Deadringer · 31/10/2023 16:24

Don't listen to other parents who's baby is bigger, feeds better, sleeps better, or is more advanced in any way, it doesn't matter and is probably not true anyway.

theinnergame · 31/10/2023 18:38

If you can find a copy of The Social Baby, it's a beautiful book with lots of photos showing you some of the amazing things about newborns and also demonstrating that babies vary - sone of them you will need to tiptoe round or they will wake and others you won't. All of mine needed to be in a cot in a darkened room to fall asleep and cried in the car until they were 3 months old. The youngest had to cry to fall asleep and I had to crawl out of the room in the middle of the night, the middle one self-settled from 9 weeks and took herself to bed by 18 months... the oldest never woke between 7.30 and midnight by 3 months but you had a screamer if you didn't get her in bed by 7.30. They vary, so taking in the range of tips to try is better than deciding what you will do.

Other tip - does not matter what routine you have but routines work better than not, keep doing them.

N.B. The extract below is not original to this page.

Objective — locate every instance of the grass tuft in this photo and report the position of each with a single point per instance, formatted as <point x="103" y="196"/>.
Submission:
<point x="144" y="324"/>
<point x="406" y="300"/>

Our youngest was tricky with falling asleep but it did help - still took 40 mins to fall asleep at 8y but knew to stay in bed trying (she's a night owl now in her late teens).

Riverbananacarrot · 06/11/2023 21:53

Re changing bag.
Put all the nappy things in a big sandwich bag, like wipes nappies , creams etc that way when you are out and need to do a nappy change you can just lift the bag out in 1 go without having to search through the bag
Also pack a few plastic bags for poonami clothes.